Assim como na literatura, a quase invisibilidade dos afro-brasileiros é flagrante na telinha da TV, no teatro (tanto no palco quanto na plateia), e também no cinema, à exceção dos filmes sobre escravidão e samba. Por que a comunidade afro-brasileira continua alijada da mídia?
Mais do que a comunidade afro-brasileira, quem perde é toda a sociedade porque há uma carência de referências e identidade para uma maioria da população, em todos os ramos do entretenimento cultural brasileiro. Principalmente na literatura, na TV, no cinema e teatro. E consequentemente isso reflete muito negativamente em todos nós e no nosso inconsciente coletivo.
Acredito que muito dessa falta se dá pela carência de diretores, roteiristas e produtores negros no mercado. Ou seja estamos fora diante e por trás das câmeras, que acredito que é muito pior. Ou seja ou produzimos ou produzimos.
Acredito também que essa carência é uma boa oportunidade para que o governo fomente e forme esses profissionais através de ações concretas e mais amplas com esse foco nas políticas públicas. Mas, graças a Deus já temos autores e diretores mais atentos a essa demanda. Na última novela em que atuei – Joia Rara (da TV Globo), que inclusive foi vencedora do Emmy recentemente – tinha uma quantidade maior de atores negros no elenco.
O Bando do Olodum é uma das mais exitosas companhias teatrais do país comandada por afro-brasileiros. O empreendedorismo poderia ser a saída para “emponderar” a comunidade e garantir a diversidade nas produções?
Pode ser, não, é a saída. Simplesmente não vejo de outra forma. É assim nos Estados Unidos e em qualquer outro lugar. O problema é que não fomos educados a sermos empreendedores em nossas escolas, então é necessário buscar esse estudo.
Mas, se percebermos os grandes artistas no mundo são grandes empreendedores, buscam oportunidades e fazem acontecer. Excelente você citar o Bando do Olodum. Para mim é uma das grandes referências, comecei a fazer teatro com eles, em Salvador, e o fato de se auto-produzirem é um grande diferencial! Com certeza o Bando foi minha inspiração para eu ir para o eixo Rio-SP e ter minha produtora, a Realiza! Produtora Cultural, que cuida de projetos na área de teatro e audiovisual.

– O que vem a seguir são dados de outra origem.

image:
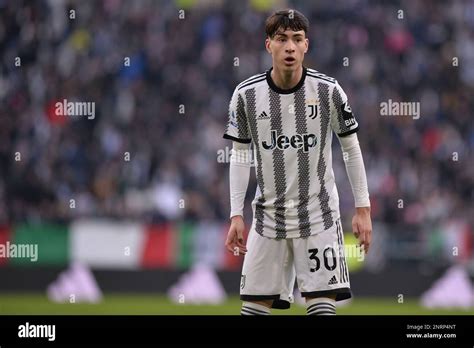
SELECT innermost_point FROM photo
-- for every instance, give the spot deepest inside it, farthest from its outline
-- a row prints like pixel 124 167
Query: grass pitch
pixel 142 304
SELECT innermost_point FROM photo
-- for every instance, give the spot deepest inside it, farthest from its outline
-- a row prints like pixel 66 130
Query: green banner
pixel 39 244
pixel 185 245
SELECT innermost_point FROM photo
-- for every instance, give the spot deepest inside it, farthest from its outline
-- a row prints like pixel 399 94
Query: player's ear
pixel 267 45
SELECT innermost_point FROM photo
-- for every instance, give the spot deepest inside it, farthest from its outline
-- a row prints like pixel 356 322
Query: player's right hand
pixel 235 237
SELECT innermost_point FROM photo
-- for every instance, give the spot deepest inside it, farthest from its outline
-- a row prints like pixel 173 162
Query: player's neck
pixel 286 79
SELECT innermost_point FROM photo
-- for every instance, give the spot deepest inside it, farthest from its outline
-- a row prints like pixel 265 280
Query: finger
pixel 355 230
pixel 240 244
pixel 366 241
pixel 230 247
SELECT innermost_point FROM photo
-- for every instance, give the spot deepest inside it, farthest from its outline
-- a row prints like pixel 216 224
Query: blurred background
pixel 135 201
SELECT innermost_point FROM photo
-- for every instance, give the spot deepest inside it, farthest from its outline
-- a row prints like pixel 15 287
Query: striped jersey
pixel 291 132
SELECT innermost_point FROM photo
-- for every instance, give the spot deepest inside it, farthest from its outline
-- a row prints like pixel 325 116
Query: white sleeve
pixel 239 173
pixel 355 169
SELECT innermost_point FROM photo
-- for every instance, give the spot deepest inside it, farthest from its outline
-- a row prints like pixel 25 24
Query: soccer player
pixel 289 113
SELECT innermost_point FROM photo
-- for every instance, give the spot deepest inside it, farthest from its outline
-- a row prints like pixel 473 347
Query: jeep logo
pixel 297 141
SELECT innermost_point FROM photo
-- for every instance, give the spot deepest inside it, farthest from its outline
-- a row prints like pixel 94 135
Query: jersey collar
pixel 285 91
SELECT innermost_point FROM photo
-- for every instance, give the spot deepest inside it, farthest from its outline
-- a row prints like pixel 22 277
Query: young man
pixel 289 113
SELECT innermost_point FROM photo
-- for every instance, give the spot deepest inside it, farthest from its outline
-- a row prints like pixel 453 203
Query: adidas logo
pixel 263 116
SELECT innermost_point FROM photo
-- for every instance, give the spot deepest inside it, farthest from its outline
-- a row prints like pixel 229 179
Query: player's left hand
pixel 362 227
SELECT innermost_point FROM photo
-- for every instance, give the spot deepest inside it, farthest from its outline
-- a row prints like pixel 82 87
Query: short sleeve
pixel 343 121
pixel 237 128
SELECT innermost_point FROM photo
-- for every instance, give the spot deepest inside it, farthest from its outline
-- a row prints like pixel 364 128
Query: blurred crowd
pixel 161 74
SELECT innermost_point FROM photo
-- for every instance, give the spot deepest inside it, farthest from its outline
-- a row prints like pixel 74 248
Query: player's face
pixel 287 49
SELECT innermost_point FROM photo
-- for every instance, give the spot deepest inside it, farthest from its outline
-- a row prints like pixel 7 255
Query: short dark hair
pixel 285 19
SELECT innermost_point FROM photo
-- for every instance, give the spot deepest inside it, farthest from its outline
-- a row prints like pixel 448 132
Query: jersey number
pixel 329 257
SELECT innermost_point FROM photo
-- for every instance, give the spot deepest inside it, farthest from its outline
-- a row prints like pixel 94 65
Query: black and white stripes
pixel 250 308
pixel 323 195
pixel 321 306
pixel 303 165
pixel 279 171
pixel 252 117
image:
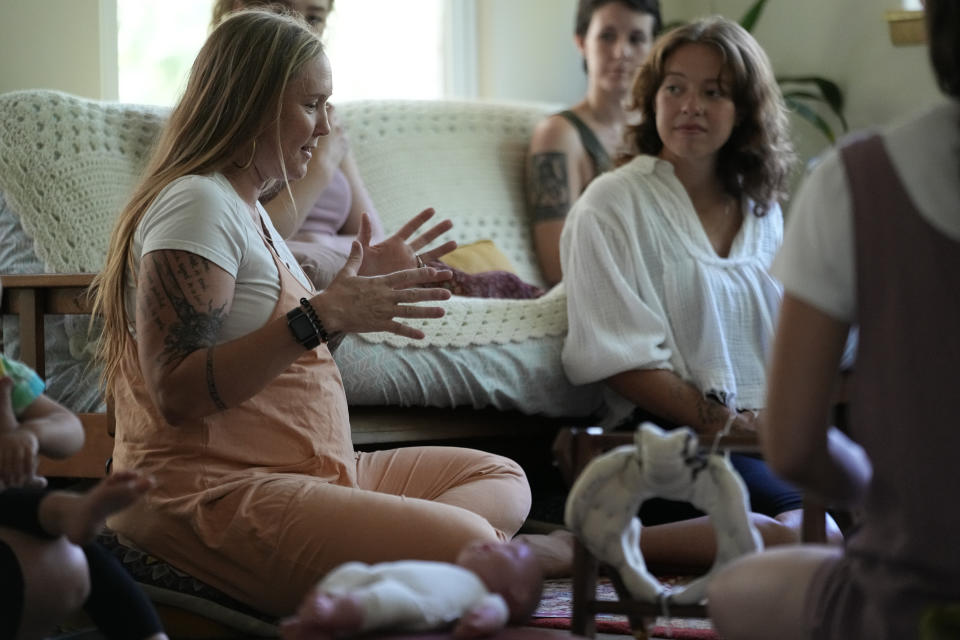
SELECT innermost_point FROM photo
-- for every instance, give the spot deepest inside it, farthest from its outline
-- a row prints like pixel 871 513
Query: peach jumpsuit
pixel 263 499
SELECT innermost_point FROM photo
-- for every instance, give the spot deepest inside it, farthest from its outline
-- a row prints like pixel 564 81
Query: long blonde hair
pixel 234 92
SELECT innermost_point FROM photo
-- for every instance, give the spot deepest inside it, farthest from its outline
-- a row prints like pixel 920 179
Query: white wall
pixel 527 53
pixel 70 45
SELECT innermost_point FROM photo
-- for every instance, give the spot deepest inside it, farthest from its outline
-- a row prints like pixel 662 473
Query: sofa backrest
pixel 68 164
pixel 465 159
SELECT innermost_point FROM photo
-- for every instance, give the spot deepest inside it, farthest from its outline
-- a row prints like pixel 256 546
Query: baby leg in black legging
pixel 116 604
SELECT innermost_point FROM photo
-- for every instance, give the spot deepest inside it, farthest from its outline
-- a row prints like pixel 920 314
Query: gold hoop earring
pixel 250 161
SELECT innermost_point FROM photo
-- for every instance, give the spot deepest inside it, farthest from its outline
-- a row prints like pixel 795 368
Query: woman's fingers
pixel 431 234
pixel 354 260
pixel 366 230
pixel 417 277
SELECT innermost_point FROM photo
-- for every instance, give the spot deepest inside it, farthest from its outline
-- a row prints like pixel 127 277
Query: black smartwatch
pixel 302 327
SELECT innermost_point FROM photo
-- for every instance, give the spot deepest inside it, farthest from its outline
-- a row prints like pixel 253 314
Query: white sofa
pixel 67 164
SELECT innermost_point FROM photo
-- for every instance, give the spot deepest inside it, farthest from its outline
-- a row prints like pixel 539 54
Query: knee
pixel 67 566
pixel 729 600
pixel 56 582
pixel 785 528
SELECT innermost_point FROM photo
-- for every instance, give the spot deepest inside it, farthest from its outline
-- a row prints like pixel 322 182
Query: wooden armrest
pixel 33 296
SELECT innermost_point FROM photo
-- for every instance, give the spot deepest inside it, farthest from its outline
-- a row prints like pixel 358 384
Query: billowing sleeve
pixel 193 214
pixel 816 261
pixel 612 328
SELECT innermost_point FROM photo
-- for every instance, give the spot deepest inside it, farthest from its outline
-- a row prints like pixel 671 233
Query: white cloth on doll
pixel 602 506
pixel 411 595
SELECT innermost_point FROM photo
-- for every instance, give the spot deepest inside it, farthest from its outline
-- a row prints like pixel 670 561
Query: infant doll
pixel 490 585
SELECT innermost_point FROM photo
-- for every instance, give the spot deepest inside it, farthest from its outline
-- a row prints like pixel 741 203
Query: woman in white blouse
pixel 665 262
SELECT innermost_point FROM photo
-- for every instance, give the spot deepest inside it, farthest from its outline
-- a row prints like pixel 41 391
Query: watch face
pixel 302 328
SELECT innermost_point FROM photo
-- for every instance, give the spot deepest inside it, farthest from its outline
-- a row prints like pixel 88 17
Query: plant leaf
pixel 811 116
pixel 829 90
pixel 750 18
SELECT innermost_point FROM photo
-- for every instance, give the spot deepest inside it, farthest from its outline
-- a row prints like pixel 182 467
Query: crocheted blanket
pixel 470 321
pixel 67 166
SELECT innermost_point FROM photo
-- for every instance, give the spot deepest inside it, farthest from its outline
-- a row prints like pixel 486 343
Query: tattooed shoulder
pixel 548 188
pixel 180 304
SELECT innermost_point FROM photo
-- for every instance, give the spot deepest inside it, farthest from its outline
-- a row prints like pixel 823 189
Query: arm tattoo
pixel 212 384
pixel 711 411
pixel 183 286
pixel 548 190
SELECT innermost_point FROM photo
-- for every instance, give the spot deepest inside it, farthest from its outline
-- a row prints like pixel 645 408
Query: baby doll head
pixel 509 569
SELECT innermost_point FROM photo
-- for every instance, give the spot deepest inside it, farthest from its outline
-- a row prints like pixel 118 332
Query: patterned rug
pixel 556 608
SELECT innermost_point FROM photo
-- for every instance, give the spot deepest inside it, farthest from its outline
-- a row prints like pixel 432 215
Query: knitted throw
pixel 67 167
pixel 470 321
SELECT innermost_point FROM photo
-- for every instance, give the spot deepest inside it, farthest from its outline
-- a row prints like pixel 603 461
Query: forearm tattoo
pixel 212 384
pixel 182 284
pixel 548 189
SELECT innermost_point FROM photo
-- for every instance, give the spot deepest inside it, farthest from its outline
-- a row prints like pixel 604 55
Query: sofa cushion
pixel 477 257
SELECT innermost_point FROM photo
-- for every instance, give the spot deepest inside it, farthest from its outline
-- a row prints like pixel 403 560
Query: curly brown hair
pixel 757 158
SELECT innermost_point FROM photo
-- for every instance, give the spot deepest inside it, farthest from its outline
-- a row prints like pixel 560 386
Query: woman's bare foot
pixel 81 516
pixel 554 551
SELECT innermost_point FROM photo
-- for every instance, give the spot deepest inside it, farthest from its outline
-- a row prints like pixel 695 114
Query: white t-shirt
pixel 205 216
pixel 646 290
pixel 816 263
pixel 412 595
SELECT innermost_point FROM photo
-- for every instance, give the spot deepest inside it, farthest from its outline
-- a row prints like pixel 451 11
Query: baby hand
pixel 483 620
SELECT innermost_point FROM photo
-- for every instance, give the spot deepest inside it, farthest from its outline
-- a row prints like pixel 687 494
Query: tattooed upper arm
pixel 548 185
pixel 182 302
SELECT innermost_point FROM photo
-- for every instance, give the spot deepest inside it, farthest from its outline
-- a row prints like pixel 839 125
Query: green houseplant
pixel 806 96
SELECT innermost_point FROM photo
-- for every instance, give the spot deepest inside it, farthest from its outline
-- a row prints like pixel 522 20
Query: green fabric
pixel 27 385
pixel 601 160
pixel 940 622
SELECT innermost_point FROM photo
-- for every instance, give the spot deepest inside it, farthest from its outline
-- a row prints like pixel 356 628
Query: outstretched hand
pixel 396 253
pixel 357 304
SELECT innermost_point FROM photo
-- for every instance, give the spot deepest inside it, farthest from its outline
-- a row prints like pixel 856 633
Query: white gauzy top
pixel 205 216
pixel 816 263
pixel 646 290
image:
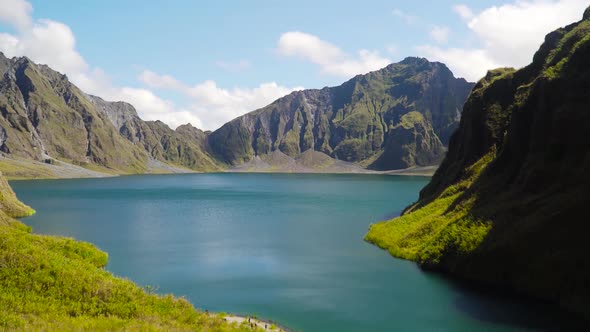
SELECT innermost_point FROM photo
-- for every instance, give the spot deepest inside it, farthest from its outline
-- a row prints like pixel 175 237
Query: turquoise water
pixel 285 247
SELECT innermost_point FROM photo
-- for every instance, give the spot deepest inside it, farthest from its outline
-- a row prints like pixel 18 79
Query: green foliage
pixel 55 283
pixel 352 149
pixel 442 226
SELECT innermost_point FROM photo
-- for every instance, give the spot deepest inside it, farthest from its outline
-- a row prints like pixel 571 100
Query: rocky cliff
pixel 44 117
pixel 397 117
pixel 508 204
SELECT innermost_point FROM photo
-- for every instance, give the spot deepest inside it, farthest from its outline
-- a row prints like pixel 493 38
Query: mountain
pixel 44 117
pixel 508 205
pixel 393 118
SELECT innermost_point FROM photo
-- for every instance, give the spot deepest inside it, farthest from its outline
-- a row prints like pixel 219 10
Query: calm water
pixel 285 247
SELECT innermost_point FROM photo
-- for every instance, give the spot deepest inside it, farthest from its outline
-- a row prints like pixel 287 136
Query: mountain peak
pixel 411 60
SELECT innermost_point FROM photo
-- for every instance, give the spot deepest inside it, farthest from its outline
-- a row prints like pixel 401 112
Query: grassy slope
pixel 55 283
pixel 441 225
pixel 506 206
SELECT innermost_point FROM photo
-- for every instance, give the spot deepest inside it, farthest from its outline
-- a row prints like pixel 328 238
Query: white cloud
pixel 331 59
pixel 471 64
pixel 509 34
pixel 462 10
pixel 216 104
pixel 53 43
pixel 407 18
pixel 440 34
pixel 237 66
pixel 17 13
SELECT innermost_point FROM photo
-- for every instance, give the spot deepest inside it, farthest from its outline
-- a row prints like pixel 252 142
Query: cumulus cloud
pixel 331 59
pixel 509 34
pixel 440 34
pixel 407 18
pixel 237 66
pixel 463 11
pixel 53 43
pixel 218 105
pixel 17 13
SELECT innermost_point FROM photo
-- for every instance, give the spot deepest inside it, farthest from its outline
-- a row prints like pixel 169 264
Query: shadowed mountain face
pixel 394 118
pixel 44 117
pixel 509 203
pixel 397 117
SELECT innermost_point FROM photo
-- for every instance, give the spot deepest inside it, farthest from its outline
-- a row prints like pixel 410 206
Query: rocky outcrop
pixel 363 120
pixel 44 117
pixel 508 205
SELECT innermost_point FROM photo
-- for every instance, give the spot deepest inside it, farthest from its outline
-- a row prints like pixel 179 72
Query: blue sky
pixel 206 62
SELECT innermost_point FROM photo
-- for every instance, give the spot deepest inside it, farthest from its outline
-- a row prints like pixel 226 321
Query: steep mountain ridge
pixel 44 117
pixel 396 117
pixel 508 205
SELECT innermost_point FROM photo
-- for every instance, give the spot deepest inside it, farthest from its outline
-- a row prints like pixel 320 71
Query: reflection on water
pixel 285 247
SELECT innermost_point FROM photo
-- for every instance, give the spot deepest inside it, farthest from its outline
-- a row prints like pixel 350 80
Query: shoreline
pixel 264 324
pixel 33 170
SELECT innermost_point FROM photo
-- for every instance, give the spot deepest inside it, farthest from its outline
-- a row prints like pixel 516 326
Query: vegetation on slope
pixel 508 205
pixel 401 116
pixel 55 283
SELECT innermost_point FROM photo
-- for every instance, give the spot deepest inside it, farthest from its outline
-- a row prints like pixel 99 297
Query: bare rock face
pixel 355 121
pixel 517 168
pixel 43 116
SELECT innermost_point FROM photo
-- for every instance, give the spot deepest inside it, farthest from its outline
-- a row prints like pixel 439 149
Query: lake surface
pixel 284 247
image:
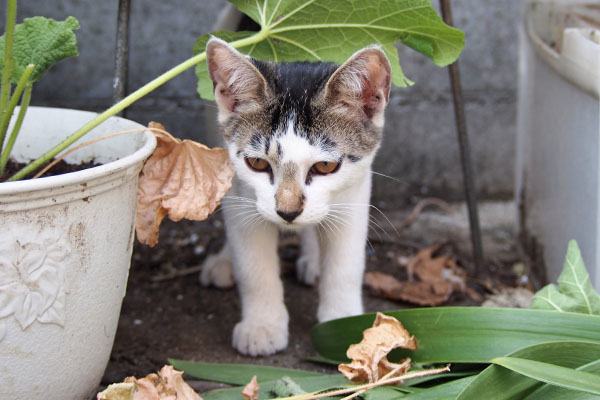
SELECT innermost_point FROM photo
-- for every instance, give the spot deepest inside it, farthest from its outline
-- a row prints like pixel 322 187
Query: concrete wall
pixel 420 146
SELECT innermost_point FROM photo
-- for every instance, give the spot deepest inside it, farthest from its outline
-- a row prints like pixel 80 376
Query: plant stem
pixel 15 132
pixel 365 387
pixel 126 102
pixel 11 16
pixel 7 115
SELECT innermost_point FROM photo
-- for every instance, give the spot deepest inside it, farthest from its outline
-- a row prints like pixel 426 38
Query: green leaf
pixel 547 391
pixel 332 30
pixel 449 390
pixel 42 42
pixel 237 374
pixel 501 383
pixel 574 291
pixel 550 373
pixel 461 334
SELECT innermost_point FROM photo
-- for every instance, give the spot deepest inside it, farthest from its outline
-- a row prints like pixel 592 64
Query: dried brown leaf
pixel 250 391
pixel 369 357
pixel 117 391
pixel 168 384
pixel 431 280
pixel 182 180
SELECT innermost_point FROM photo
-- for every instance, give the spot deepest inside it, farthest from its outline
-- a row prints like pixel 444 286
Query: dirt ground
pixel 168 314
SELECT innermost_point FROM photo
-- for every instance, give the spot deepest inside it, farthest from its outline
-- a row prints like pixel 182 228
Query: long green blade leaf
pixel 462 334
pixel 237 374
pixel 500 383
pixel 551 392
pixel 553 374
pixel 444 391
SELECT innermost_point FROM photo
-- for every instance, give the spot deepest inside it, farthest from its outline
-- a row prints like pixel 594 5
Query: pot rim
pixel 78 177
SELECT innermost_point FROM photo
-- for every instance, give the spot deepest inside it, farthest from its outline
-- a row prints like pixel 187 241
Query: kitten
pixel 302 137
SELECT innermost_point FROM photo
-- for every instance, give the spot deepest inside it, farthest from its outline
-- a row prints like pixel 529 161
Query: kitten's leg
pixel 263 329
pixel 217 269
pixel 308 265
pixel 343 260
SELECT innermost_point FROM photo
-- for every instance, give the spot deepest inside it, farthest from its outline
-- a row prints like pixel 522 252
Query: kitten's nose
pixel 289 217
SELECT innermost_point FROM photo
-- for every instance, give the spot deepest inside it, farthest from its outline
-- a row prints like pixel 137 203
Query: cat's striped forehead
pixel 297 107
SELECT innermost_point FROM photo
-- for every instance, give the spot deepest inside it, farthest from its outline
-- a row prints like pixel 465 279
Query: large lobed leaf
pixel 332 30
pixel 42 42
pixel 574 292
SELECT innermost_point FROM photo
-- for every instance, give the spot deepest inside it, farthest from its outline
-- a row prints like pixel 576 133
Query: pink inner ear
pixel 223 96
pixel 376 86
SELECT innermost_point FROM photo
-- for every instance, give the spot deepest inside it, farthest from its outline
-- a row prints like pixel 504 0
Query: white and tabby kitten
pixel 302 137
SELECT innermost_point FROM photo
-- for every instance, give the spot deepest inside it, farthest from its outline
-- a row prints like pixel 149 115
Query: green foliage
pixel 461 334
pixel 42 42
pixel 532 354
pixel 501 383
pixel 332 30
pixel 550 373
pixel 574 292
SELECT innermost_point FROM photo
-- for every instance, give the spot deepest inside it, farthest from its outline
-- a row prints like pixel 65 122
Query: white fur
pixel 333 229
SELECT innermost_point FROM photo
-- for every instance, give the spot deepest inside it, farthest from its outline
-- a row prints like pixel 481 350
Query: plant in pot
pixel 45 253
pixel 66 240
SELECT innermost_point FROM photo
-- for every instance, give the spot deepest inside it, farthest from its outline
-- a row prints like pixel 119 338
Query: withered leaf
pixel 369 357
pixel 168 384
pixel 250 391
pixel 431 280
pixel 182 179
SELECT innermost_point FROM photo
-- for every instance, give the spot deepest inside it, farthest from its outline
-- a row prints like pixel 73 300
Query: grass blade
pixel 309 384
pixel 444 391
pixel 462 334
pixel 500 383
pixel 547 392
pixel 553 374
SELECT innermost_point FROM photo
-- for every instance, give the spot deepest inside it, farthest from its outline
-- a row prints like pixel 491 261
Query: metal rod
pixel 121 52
pixel 465 151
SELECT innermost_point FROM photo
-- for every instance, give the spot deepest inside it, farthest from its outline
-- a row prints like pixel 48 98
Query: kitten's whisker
pixel 390 177
pixel 347 205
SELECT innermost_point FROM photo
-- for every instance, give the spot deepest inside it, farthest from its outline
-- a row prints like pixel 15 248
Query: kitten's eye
pixel 258 164
pixel 325 167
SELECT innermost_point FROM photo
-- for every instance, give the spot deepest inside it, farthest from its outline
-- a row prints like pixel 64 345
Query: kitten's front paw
pixel 217 270
pixel 259 339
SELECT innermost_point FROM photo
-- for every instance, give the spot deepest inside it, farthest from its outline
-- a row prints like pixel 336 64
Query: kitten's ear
pixel 238 85
pixel 361 85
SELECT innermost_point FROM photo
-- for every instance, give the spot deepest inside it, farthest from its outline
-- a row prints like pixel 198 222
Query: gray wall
pixel 420 146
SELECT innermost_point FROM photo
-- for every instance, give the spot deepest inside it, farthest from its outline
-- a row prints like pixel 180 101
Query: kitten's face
pixel 300 134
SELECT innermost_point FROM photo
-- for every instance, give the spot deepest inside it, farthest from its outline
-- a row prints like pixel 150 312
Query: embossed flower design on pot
pixel 32 281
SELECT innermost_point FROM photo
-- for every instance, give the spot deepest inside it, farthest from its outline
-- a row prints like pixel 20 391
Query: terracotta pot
pixel 65 251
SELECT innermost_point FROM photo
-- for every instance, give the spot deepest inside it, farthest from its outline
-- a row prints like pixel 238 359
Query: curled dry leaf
pixel 369 357
pixel 431 280
pixel 117 391
pixel 250 391
pixel 168 384
pixel 182 179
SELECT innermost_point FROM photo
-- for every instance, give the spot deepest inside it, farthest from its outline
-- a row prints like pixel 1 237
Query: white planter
pixel 65 251
pixel 558 142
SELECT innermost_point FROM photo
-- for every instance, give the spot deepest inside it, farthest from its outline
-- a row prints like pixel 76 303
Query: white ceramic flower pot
pixel 65 250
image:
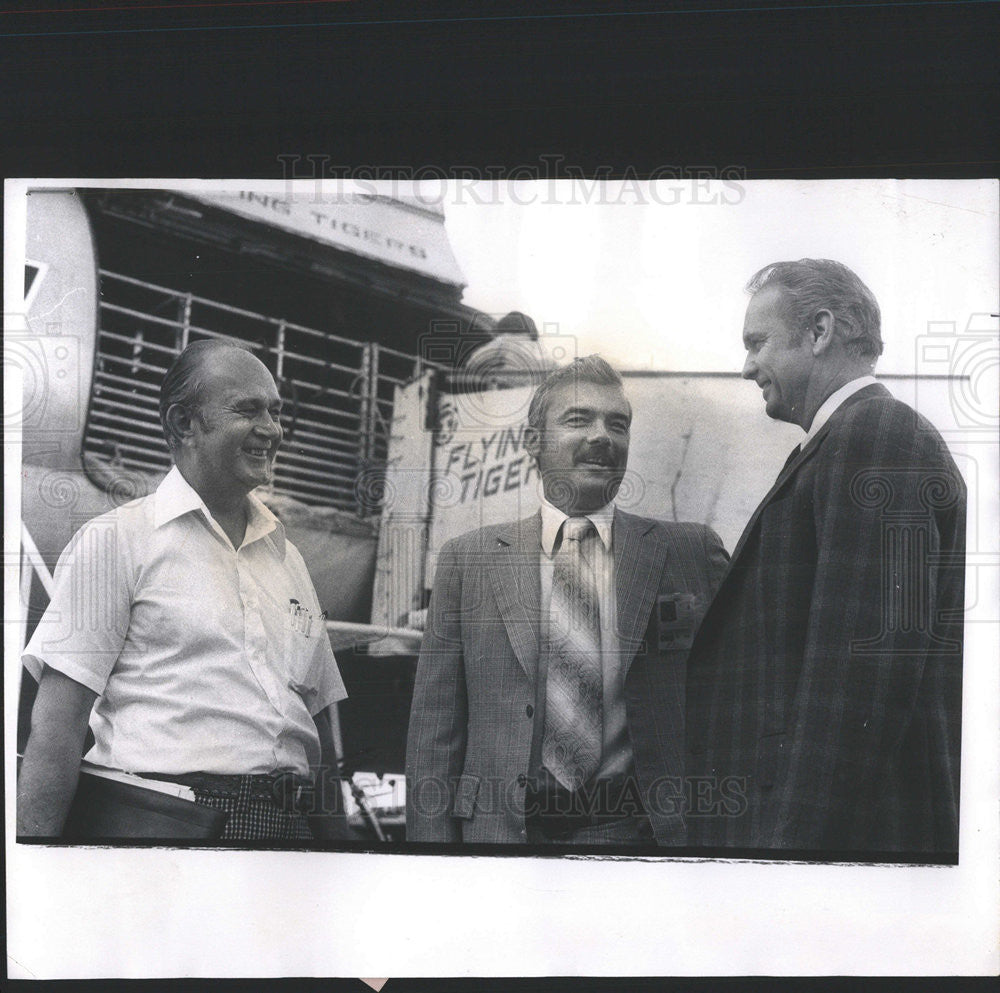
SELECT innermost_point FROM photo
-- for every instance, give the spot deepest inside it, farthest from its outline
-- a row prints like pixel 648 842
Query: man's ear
pixel 823 331
pixel 179 421
pixel 532 441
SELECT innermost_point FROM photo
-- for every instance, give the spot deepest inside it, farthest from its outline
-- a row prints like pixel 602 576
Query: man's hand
pixel 51 766
pixel 329 822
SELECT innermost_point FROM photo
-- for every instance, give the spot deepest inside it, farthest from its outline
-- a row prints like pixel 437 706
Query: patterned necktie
pixel 574 707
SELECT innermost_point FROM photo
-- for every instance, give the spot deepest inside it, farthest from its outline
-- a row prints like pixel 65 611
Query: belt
pixel 287 790
pixel 556 811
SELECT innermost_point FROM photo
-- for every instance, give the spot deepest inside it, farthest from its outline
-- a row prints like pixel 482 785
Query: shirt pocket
pixel 299 650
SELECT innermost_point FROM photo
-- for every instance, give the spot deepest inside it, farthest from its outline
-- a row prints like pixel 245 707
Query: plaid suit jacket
pixel 472 719
pixel 826 676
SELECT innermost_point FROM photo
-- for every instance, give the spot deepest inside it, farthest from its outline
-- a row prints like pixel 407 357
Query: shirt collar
pixel 553 517
pixel 833 401
pixel 175 496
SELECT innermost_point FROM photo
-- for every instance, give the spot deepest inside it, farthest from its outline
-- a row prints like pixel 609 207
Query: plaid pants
pixel 256 818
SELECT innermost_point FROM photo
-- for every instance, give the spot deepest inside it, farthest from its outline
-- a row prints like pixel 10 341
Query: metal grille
pixel 338 393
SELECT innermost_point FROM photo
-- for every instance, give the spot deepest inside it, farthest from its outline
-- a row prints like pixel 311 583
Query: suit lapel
pixel 514 574
pixel 804 455
pixel 639 559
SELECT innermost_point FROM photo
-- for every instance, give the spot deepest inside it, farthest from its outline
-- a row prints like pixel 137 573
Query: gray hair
pixel 184 380
pixel 590 369
pixel 811 285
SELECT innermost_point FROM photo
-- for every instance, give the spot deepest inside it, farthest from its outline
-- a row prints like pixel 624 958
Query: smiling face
pixel 235 431
pixel 779 359
pixel 582 449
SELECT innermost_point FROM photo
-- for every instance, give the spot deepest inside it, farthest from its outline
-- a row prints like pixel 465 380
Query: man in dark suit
pixel 548 705
pixel 827 672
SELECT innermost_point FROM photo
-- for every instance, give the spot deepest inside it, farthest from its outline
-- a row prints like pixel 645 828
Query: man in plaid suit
pixel 827 673
pixel 481 765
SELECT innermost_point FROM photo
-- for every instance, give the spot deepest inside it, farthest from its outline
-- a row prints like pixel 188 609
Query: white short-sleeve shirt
pixel 205 658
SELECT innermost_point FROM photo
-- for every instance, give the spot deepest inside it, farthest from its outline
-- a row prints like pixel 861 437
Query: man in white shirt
pixel 828 672
pixel 548 704
pixel 185 630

Entre a nova geração de atrizes, você se mostra uma das mais ativas e multimídias. Com participações em stand up autorais, além de um programa na internet, no qual você encarna uma divertida consultora de autoajuda. Como está este projeto?
Sinceramente, acho que ainda faço muito pouco. Quero muito, muito mais! A web série Manual da Mulher Poderosa atualmente está em fase de captação de recursos e desenvolvimento. A meta é lançá-la neste ano. Inclusive se algum possível patrocinador estiver lendo este texto, pode entrar em contato, estamos inscritos nas leis de incentivo. Para quem ainda não viu o piloto, segue o link . Quem gostar pode compartilhar!
Nas comédias românticas e as sitcom brasileiras, quando aparecem negros, eles são retratados como “personagens folclóricos” ou então colocam um único afro-brasileiro para, digamos, “limpar a barra”. Será que ao aceitar ser o único negro do elenco este ator/atriz não está incentivando a exclusão?
Acredito que isso depende muito do ponto de vista. Sou do fazer, de ocupar os espaços, independente de quantos são. Em Jóia Rara descobri o amor que tenho pelo audiovisual e pela TV, e desejo atuar na próxima novela ainda neste ano. Descobri o quanto é importante nosso papel, e por isso desejo fazer a diferença.
Precisamos de Ação! AGIR, AGIR, AGIR!